Delivered: 4 November, 1917
First Published: Pravda
No. 181, 18 November 1917; Published according to
Pravda text.
Source:Lenin’s Collected
Works, Progress Publishers, Moscow, Volume 26, 1972,
pp. 294-296
Translated: Yuri Sdobnikov and George
Hanna, Edited by George Hanna
Transcription & HTML Markup: Charles
Farrell and David Walters
Online Version: Lenin Internet Archive November,
2000
I am unable to make a long speech; I can merely outline the new government’s position, programme and tasks.
You are aware that there was a unanimous demand for a policy of peace, for an immediate offer of peace. There is not a single bourgeois minister in the whole of Europe, including this country, who has not promised peace; the soldiers of Russia have found these speeches to be false; they were promised a policy of peace, but no peace was offered and instead they were driven into an offensive. We believed it to be our government’s first duty to offer an immediate peace, and this has been done.
Comrade Lenin sets forth the terms on which the new government has proposed peace, and. adds: If the powers keep their colonies, there will never be an end to this war. What is the way out? There is only one: it is for the workers’ and peasants’ revolution to defeat capital. We never promised that the war could be ended at one stroke, by driving bayonets into ground. War springs from the clash of fortunes running to thousands of millions, which have divided up the world, and if the war is to be brought to an end, the power of capital must be destroyed.
Comrade Lenin speaks on the transfer of power to the Soviets, and declares that we have witnessed a new phenomenon: the peasants refuse to believe that all power belongs to the Soviets, they are still expecting something else from the government and forget that the Soviet is not a private but a state institution. We declare that we want a new state, that the Soviet must replace the old officialdom, and that all the people must learn to govern. You should stand up to your full stature and straighten your backs, and then you need have no fear of threats. The officer cadets tried to engineer an uprising but we were able to deal with them; they organised a bloodbath in Moscow and shot soldiers on the Kremlin wall. But when the people won out, they let the enemy keep not only their military honour but also their arms.
The Vikzhel has threatened a strike, but we shall turn to the masses and ask them whether they want to go on strike and starve the soldiers at the front and the people in the rear, and I am sure that the railway proletariat won’t have it. We are accused of making arrests. Indeed, we have made arrests; today we arrested the director of the State Bank. We are accused of resorting to terrorism, but we have not resorted, and I hope will not resort, to the terrorism of the French revolutionaries who guillotined unarmed men. I hope we shall not resort to it, because we have strength on our side. When we arrested anyone we told him we would let him go if he gave us a written promise not to engage in sabotage. Such written promises have been given. Our fault is that the Soviet organisation has not yet learned to govern, and that there are far too many meetings.
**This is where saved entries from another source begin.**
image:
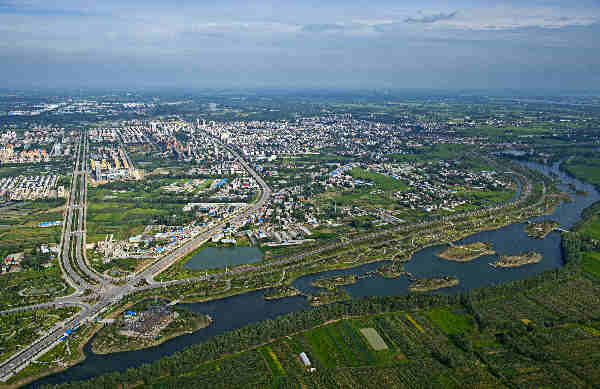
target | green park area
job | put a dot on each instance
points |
(124, 209)
(584, 167)
(502, 337)
(381, 181)
(20, 229)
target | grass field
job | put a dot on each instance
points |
(585, 168)
(381, 181)
(450, 322)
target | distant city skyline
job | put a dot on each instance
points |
(486, 44)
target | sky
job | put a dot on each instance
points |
(425, 44)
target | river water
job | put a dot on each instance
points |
(214, 257)
(238, 311)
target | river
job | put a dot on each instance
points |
(238, 311)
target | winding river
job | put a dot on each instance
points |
(238, 311)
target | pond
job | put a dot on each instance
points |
(213, 257)
(238, 311)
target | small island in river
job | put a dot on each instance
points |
(429, 284)
(281, 292)
(333, 282)
(391, 270)
(468, 252)
(329, 296)
(518, 260)
(146, 325)
(541, 229)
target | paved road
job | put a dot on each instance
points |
(108, 292)
(111, 293)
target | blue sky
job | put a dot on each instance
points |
(528, 44)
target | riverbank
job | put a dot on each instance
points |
(281, 292)
(111, 338)
(518, 260)
(431, 284)
(541, 229)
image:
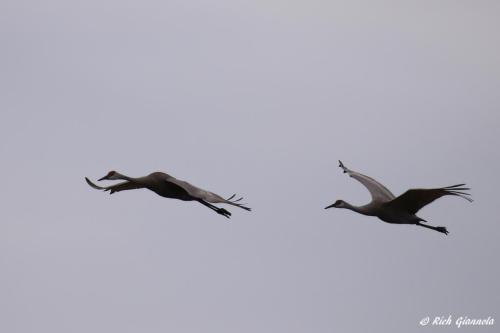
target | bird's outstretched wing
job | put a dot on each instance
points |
(207, 196)
(413, 200)
(115, 188)
(378, 191)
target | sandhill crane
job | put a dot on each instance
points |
(169, 187)
(402, 209)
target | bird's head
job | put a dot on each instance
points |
(337, 204)
(112, 175)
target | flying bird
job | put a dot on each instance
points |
(402, 209)
(169, 187)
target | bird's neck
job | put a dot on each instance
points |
(359, 209)
(123, 177)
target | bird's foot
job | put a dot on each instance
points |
(341, 165)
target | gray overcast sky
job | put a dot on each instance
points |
(260, 98)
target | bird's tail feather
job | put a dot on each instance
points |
(236, 202)
(458, 190)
Let the Soviets form teams and get down to the business of government. Our task is to advance to socialism. A few days ago the workers received the law on the control of production[1] which makes the factory committee a state institution. The workers must implement this law immediately. They will supply the peasants with cloth andiron, and the peasants will give them grain. I just saw a comrade from Ivanovo-Voznesensk, and he told me this was the main thing. Socialism means keeping account of everything. You will have socialism if you take stock of every piece of iron and cloth. We need engineers for production, and we value their labour highly. We shall be glad to pay them. We do not intend, at the moment, to deprive them of their privileged position. We value everyone who is willing to work but he must not behave as a boss but as an equal, under workers’ control. We have no feeling of animosity for individuals, and we shall try to help them fit into the new pattern.
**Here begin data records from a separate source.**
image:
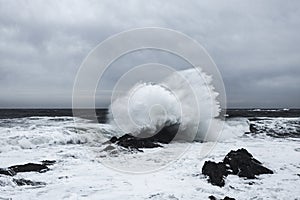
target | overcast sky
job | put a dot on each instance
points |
(254, 43)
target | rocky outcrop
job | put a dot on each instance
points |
(239, 162)
(243, 164)
(216, 172)
(22, 182)
(29, 167)
(164, 136)
(211, 197)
As for the peasants we say: help the working peasant, spare the middle peasant, compel the rich peasant to pay. After the October 25 Revolution we were threatened with destruction. Some were scared and wanted to escape power, but we were not destroyed. This was because our enemies could find support only from the officer cadets, whereas we had the people on our side. But for the massive drive by the soldiers and workers, power would never have dropped from the hands that held it. Power passed to the Soviets, which are organisations giving the people full freedom. We, the Soviet Government, have received our powers from the Congress of Soviets and, confident of your support, we shall continue to act as we have acted. We have not excluded anyone. The Mensheviks and the Socialist-Revolutionaries have gone, but that is a crime on their part. We invited the Left Socialist-Revolutionaries to take part in the government, but they refused. We do not want any bargaining over power, we don’t want any bids or counterbids. We shall keep the City Council away from power because it is a Kornilovite centre. Some say we are isolated. The bourgeoisie has surrounded us with an atmosphere of lies and slander, but I have yet to see the soldier who is not enthusiastic over the Soviets having taken power. I have yet to see the peasant who opposes the Soviets. There must be an alliance of the poor peasants and the workers, and socialism will triumph the world over. (Members of the Soviet rise, and give Lenin a stormy ovation as he leaves.)